Tuesday, July 24, 2012
Petition / Protest regarding Notre Dame's challenge to HHS mandate
Brian Leiter notes, here, that a number of faculty, students, staff, and alumni have signed a petition opposing the University of Notre Dame's decision to challenge the HHS preventive-services mandate in court, and urging the University to "reassess its decision and change its course of action." As I argued here, though, the lawsuit is (unfortunately) needed to vindicate the University's religious-freedom rights and, in Fr. Hesburgh's words, to challenge the government's "overreach."
This is kind of a dog-bites-man story, I realize -- of course there is disagreement among the Notre Dame community about the lawsuit, as about everything else. Still, I was disappointed that the petition -- which was signed by some people I know and respect -- advanced what strike me as weak and underdeveloped arguments.
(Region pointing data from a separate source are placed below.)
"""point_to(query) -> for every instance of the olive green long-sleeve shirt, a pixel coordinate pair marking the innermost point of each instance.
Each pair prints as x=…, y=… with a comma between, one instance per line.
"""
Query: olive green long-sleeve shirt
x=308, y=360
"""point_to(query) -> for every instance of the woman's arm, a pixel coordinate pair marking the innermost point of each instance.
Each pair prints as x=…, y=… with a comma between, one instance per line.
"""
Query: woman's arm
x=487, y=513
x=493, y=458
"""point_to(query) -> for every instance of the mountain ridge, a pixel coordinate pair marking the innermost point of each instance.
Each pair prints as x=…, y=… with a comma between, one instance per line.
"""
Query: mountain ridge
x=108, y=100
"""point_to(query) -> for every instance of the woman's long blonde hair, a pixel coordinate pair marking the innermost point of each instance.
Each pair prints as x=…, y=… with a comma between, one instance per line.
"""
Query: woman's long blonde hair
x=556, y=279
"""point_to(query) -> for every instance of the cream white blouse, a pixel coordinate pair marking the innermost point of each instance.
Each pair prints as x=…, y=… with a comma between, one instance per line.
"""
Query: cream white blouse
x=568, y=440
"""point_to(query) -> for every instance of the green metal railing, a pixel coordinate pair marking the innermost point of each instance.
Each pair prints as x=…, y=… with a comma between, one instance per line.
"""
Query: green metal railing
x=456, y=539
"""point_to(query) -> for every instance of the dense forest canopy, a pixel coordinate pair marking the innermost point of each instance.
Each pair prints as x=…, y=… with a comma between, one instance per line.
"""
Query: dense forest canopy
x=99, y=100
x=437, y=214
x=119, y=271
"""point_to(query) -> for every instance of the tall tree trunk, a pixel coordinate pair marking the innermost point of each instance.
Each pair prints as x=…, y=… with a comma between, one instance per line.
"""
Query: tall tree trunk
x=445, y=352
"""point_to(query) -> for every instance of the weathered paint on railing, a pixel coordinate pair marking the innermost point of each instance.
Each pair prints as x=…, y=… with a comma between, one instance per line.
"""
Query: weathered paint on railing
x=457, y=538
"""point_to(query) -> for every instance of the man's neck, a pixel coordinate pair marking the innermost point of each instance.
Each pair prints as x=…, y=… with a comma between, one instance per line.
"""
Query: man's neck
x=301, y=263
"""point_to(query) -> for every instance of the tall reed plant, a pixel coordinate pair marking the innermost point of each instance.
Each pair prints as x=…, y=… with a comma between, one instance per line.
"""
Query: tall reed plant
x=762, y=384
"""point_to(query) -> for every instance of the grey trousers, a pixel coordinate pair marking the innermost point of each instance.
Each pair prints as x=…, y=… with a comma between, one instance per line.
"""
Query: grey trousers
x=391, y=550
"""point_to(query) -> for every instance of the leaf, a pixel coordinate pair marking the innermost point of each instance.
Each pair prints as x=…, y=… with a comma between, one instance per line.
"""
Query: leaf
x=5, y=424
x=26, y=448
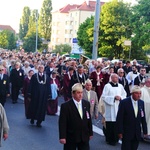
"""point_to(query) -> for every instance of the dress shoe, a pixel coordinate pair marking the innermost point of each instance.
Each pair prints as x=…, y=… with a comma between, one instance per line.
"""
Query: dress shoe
x=38, y=125
x=32, y=121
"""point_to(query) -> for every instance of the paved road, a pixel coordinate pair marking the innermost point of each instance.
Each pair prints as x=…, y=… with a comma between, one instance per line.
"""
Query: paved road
x=24, y=136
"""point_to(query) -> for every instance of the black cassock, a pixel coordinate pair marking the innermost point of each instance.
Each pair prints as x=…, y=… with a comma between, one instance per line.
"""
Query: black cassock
x=39, y=92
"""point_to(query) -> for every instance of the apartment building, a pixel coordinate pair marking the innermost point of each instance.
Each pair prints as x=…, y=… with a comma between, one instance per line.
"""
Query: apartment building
x=7, y=27
x=66, y=21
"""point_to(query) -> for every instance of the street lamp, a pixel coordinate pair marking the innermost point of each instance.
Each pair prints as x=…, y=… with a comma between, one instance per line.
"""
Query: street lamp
x=128, y=43
x=36, y=18
x=96, y=29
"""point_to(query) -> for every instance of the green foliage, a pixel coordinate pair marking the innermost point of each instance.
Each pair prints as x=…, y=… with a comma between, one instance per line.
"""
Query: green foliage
x=24, y=22
x=62, y=49
x=45, y=19
x=30, y=42
x=3, y=40
x=85, y=35
x=7, y=40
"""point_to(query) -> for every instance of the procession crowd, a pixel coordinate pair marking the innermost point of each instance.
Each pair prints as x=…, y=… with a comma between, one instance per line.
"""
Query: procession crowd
x=119, y=93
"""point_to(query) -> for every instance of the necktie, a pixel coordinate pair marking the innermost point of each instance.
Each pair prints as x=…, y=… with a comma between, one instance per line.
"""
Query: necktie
x=79, y=109
x=88, y=93
x=135, y=109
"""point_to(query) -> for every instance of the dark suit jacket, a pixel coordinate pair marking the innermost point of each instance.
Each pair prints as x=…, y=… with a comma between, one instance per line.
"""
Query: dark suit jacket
x=17, y=78
x=4, y=85
x=48, y=72
x=125, y=84
x=71, y=126
x=127, y=123
x=137, y=81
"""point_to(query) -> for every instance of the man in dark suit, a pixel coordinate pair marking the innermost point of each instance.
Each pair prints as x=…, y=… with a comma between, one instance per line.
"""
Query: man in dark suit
x=4, y=86
x=123, y=81
x=75, y=125
x=50, y=68
x=140, y=79
x=130, y=118
x=16, y=79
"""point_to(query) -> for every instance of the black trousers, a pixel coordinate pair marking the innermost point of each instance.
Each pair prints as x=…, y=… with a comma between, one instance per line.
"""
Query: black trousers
x=111, y=133
x=14, y=93
x=77, y=146
x=2, y=99
x=129, y=144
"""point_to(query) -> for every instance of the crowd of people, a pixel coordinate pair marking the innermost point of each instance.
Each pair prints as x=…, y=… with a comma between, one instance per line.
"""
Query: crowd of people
x=87, y=88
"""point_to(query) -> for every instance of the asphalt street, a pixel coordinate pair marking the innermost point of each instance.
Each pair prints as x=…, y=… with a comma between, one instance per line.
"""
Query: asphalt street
x=23, y=136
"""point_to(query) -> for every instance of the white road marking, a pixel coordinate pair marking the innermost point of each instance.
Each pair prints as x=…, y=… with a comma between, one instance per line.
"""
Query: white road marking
x=95, y=128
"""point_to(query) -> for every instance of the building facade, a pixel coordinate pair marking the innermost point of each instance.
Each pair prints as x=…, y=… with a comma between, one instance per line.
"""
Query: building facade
x=66, y=21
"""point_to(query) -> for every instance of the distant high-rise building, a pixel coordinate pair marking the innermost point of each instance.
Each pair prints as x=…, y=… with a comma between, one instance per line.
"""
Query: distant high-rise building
x=66, y=21
x=7, y=27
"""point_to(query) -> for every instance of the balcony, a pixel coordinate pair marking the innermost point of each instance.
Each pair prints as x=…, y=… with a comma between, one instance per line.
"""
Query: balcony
x=69, y=27
x=68, y=36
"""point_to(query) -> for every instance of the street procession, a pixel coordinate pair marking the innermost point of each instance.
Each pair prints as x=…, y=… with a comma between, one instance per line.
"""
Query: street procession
x=75, y=75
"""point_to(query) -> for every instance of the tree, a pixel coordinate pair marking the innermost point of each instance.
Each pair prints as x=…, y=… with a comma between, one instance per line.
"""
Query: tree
x=62, y=49
x=24, y=21
x=7, y=40
x=30, y=38
x=45, y=20
x=85, y=35
x=115, y=28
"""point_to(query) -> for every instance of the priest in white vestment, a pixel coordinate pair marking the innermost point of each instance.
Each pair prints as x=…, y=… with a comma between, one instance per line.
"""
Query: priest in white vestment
x=145, y=96
x=113, y=92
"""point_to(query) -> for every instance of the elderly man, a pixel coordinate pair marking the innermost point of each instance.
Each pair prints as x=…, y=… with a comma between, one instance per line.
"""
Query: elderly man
x=112, y=94
x=131, y=76
x=4, y=127
x=140, y=79
x=78, y=77
x=130, y=118
x=4, y=86
x=145, y=96
x=91, y=96
x=123, y=81
x=16, y=79
x=75, y=125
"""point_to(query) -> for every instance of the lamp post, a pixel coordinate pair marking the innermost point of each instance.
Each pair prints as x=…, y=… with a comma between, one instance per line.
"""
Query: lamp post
x=128, y=43
x=96, y=29
x=36, y=17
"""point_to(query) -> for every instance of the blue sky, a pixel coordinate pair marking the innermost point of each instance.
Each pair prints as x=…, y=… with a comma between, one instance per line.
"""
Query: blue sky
x=11, y=10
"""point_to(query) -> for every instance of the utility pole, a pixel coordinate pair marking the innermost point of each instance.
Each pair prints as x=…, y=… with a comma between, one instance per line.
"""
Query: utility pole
x=96, y=30
x=36, y=17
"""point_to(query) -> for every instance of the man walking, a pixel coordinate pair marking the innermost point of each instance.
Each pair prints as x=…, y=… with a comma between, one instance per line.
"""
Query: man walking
x=130, y=118
x=75, y=125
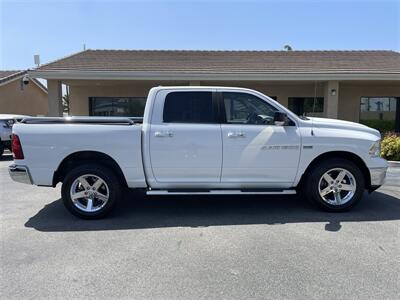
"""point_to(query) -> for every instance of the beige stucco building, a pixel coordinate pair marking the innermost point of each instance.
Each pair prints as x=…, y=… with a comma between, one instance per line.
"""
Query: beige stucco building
x=348, y=85
x=19, y=98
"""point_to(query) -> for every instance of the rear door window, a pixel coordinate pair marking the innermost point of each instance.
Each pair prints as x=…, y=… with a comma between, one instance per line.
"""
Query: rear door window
x=189, y=107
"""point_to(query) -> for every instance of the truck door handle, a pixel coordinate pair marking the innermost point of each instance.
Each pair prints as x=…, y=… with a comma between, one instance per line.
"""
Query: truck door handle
x=163, y=134
x=236, y=134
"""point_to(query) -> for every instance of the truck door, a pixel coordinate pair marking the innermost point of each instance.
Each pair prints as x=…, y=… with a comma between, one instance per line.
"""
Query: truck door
x=256, y=152
x=185, y=138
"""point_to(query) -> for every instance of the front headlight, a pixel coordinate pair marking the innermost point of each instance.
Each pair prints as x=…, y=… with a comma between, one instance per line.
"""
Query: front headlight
x=375, y=149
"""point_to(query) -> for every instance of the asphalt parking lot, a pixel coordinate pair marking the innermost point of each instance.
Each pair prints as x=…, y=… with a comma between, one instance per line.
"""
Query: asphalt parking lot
x=199, y=247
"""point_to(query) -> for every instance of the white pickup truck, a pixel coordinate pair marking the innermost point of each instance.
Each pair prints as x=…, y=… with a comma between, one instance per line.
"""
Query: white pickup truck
x=6, y=124
x=199, y=140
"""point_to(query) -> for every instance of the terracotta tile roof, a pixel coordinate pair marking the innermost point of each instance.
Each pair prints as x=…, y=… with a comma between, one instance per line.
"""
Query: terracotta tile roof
x=9, y=75
x=229, y=61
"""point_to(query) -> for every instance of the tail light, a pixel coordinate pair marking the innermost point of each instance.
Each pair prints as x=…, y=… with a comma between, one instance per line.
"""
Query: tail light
x=16, y=147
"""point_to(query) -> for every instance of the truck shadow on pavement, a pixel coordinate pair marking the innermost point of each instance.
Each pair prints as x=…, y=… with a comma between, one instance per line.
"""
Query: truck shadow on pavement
x=138, y=211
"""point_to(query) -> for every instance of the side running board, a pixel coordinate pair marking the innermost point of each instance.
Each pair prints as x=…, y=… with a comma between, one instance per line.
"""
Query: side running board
x=224, y=192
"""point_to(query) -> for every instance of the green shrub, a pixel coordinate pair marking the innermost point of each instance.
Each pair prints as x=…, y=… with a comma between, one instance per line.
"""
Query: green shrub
x=382, y=125
x=390, y=147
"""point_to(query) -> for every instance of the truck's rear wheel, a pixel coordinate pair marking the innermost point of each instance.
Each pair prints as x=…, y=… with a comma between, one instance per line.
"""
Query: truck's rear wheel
x=335, y=185
x=90, y=191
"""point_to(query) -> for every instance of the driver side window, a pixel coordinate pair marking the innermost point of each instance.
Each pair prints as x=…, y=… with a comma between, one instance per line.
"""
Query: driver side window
x=242, y=108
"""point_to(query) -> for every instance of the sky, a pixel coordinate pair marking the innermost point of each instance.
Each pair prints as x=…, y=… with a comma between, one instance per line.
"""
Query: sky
x=54, y=29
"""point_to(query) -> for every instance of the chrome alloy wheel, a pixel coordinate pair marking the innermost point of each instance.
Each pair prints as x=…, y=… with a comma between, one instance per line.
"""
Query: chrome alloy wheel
x=337, y=186
x=89, y=193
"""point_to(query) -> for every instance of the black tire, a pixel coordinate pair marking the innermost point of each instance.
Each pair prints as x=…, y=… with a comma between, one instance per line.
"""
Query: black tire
x=312, y=184
x=111, y=181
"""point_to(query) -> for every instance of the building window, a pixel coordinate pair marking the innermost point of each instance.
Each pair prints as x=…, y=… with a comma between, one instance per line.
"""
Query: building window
x=117, y=106
x=379, y=112
x=189, y=107
x=306, y=105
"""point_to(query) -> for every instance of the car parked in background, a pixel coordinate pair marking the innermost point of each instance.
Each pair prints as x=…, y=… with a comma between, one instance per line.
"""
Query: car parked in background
x=6, y=123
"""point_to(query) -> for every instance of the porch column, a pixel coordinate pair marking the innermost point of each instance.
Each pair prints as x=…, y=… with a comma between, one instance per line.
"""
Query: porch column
x=54, y=98
x=331, y=99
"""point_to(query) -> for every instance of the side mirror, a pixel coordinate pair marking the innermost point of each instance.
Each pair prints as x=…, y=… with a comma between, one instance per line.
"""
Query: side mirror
x=281, y=119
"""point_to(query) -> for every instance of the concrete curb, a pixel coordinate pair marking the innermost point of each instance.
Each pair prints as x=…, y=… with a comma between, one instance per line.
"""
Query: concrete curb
x=394, y=164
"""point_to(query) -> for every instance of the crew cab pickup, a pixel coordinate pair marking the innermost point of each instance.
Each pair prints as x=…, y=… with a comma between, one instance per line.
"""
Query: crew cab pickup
x=6, y=123
x=199, y=140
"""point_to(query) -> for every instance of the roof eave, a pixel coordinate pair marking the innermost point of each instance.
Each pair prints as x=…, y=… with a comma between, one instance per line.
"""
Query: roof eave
x=278, y=76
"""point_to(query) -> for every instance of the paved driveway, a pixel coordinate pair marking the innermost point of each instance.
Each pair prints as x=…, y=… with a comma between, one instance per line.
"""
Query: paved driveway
x=199, y=247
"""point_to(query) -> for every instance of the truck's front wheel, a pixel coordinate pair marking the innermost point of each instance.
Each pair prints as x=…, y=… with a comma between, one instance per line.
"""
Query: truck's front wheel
x=335, y=185
x=90, y=191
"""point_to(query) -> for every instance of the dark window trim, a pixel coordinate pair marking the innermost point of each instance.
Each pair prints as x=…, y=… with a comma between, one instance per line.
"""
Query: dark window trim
x=396, y=97
x=222, y=115
x=91, y=98
x=214, y=108
x=319, y=97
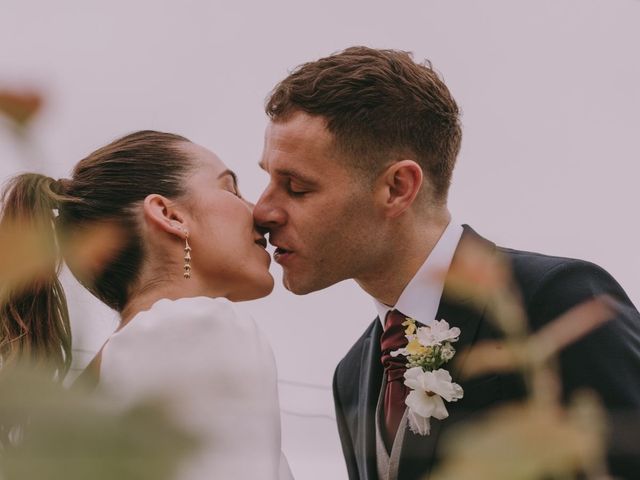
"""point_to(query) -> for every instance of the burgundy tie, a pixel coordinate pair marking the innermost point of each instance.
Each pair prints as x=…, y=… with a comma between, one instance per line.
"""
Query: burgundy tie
x=395, y=392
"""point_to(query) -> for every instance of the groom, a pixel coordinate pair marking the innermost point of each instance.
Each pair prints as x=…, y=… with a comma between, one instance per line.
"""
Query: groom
x=360, y=151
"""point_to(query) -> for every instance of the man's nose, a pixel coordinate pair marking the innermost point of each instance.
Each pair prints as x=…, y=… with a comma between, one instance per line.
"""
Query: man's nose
x=267, y=213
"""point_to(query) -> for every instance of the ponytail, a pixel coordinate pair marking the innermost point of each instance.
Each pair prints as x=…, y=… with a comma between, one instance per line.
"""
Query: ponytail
x=34, y=318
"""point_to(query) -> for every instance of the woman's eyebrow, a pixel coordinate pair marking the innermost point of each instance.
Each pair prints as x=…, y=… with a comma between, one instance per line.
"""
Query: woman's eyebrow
x=230, y=173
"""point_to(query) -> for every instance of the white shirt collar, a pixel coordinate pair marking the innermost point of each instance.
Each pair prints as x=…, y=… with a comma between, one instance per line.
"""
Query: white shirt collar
x=421, y=297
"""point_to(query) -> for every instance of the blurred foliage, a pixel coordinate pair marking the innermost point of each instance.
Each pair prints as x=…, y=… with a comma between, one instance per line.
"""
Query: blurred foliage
x=48, y=432
x=538, y=438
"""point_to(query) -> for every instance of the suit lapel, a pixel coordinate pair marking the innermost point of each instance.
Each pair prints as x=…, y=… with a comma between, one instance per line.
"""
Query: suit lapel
x=419, y=452
x=369, y=389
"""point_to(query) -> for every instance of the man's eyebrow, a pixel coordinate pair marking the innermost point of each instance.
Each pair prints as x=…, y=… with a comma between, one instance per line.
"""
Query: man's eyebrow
x=230, y=173
x=286, y=172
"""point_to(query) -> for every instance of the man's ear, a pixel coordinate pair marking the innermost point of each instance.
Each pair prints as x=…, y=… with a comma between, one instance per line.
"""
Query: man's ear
x=160, y=213
x=398, y=186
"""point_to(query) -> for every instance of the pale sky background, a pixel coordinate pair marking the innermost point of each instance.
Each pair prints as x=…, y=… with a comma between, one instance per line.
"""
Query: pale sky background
x=549, y=91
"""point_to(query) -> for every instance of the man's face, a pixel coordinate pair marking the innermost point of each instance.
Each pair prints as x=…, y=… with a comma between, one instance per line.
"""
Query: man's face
x=319, y=212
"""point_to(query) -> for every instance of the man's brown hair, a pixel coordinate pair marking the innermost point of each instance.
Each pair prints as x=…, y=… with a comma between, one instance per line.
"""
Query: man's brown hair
x=381, y=106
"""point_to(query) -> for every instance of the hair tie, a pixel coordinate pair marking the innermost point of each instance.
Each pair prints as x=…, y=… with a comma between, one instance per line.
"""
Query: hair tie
x=60, y=186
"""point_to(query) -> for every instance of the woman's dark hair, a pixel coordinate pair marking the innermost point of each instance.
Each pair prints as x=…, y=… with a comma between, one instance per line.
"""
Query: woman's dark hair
x=104, y=189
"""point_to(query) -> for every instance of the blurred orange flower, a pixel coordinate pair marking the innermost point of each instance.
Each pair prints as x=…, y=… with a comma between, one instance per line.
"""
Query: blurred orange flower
x=20, y=106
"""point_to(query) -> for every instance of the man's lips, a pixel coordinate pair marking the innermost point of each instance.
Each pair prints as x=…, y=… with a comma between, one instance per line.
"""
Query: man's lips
x=262, y=242
x=282, y=254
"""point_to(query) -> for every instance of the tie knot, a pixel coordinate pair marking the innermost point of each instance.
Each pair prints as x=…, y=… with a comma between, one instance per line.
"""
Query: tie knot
x=392, y=339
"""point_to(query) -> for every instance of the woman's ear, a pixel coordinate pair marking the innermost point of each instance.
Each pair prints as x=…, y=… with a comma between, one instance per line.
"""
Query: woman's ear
x=160, y=213
x=398, y=187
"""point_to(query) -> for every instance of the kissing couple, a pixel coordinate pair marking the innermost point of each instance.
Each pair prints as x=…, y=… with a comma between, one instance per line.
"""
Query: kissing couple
x=360, y=151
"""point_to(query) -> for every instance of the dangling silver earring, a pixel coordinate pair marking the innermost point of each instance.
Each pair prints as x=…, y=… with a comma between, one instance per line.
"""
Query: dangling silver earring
x=187, y=257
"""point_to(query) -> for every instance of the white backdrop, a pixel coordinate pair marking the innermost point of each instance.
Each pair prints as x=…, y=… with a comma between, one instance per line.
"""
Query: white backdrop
x=549, y=90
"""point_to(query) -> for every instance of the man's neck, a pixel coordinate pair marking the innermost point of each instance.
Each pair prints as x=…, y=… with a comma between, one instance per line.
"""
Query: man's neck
x=386, y=281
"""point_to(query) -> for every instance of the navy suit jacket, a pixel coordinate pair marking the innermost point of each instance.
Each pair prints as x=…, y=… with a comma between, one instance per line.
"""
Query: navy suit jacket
x=606, y=360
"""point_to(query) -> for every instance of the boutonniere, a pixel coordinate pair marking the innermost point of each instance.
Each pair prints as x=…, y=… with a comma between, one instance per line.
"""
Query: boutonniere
x=429, y=348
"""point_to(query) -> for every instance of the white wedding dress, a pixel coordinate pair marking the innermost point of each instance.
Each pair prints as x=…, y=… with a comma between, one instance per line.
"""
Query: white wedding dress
x=215, y=371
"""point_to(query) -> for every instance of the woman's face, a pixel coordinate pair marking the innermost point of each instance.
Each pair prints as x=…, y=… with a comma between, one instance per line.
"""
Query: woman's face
x=228, y=253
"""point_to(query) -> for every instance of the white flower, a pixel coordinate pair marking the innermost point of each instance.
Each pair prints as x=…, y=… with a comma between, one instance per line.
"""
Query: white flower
x=438, y=382
x=437, y=333
x=418, y=424
x=447, y=352
x=425, y=405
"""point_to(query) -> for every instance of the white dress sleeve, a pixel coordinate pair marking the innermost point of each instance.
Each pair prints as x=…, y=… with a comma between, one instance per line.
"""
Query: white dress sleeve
x=216, y=373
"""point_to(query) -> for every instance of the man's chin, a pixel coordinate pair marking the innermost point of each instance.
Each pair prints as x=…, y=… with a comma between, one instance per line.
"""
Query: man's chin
x=298, y=286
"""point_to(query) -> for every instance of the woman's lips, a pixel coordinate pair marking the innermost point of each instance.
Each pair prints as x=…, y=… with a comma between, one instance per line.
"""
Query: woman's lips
x=262, y=242
x=281, y=255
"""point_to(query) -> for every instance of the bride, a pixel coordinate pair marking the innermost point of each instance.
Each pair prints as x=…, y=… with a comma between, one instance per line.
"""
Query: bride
x=188, y=248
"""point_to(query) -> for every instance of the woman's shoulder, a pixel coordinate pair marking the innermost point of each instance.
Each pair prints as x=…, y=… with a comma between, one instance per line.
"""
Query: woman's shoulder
x=188, y=326
x=185, y=314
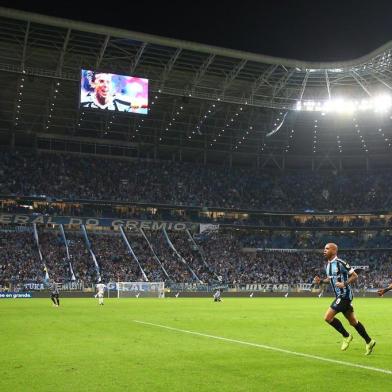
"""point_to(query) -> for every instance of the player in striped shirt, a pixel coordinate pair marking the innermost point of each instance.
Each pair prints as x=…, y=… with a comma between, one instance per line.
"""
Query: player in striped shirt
x=340, y=275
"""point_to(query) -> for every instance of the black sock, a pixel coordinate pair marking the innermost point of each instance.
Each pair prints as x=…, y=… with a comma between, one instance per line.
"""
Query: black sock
x=339, y=327
x=362, y=331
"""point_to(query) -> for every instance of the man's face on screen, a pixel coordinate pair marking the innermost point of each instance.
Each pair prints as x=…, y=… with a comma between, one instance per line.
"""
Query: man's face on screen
x=102, y=86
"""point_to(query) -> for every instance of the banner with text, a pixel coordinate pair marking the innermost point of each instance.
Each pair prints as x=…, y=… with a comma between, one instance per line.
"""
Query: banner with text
x=67, y=220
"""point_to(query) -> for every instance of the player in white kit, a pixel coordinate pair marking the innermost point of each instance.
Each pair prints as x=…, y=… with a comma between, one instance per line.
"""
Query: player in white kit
x=100, y=292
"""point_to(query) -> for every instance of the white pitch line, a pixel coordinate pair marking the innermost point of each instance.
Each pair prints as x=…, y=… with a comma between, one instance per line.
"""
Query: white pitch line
x=281, y=350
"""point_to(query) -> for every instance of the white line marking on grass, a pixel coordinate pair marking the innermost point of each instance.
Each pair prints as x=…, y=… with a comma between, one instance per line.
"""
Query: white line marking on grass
x=280, y=350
After urging that, given the "doctrine of double effect", it would not actually contrary to Catholic teaching for the University to comply with the mandate (a matter about which I gather informed and expert theologians reasonably disagree), the petition makes a number of conclusory and inaccurate legal assertions. First, it states, without elaboration, that the mandate "plainly" is a neutral law of general applicability. Actually, this is not "plain" at all, for reasons discussed in detail in the University's complaint and elsewhere.
Second, the signers contend that the policy "advance[s] a compelling state interest", which it might, but fail to note that even a policy that advances such an interest must do so in a narrowly tailored way. The mandate does not do so. That is, there are other ways of promoting the government's asserted compelling interest that would be less burdensome.
Third, the petition reports that when "members of a particular sect enter into commercial activity by choice, the limits they accept on their own conduct as a matter of conscience cannot be superimposed on the statutory schemes that are binding on others in that activity." In fact, though, the entire point of the Religious Freedom Restoration Act is to say that, sometimes, they can.
The petition exhorts us to "not forget the words of Supreme Court Justice Antonin Scalia, who in 1990 warned against making 'the professed doctrines of religious belief superior to the law of the land," but again misses the important legal point that Justice Scalia, in Smith, was addressing the question of judicially created exemptions for religious objectors, as opposed to legislatively created ones, like the Religious Freedom Restoration Act, which he clearly approved.
Finally, and going back to the "double effect" point, I should be emphasized that requiring culpable cooperation with evil is not the only way that state action could burden religious-freedom rights, within the meaning of the First Amendment or the Religious Freedom Restoration Act.
I understand that many in the Notre Dame community support the preventive-services mandate as a policy matter and oppose, for various reasons, the University's lawsuit, but this particular petition makes legal arguments that do not engage very well existing law.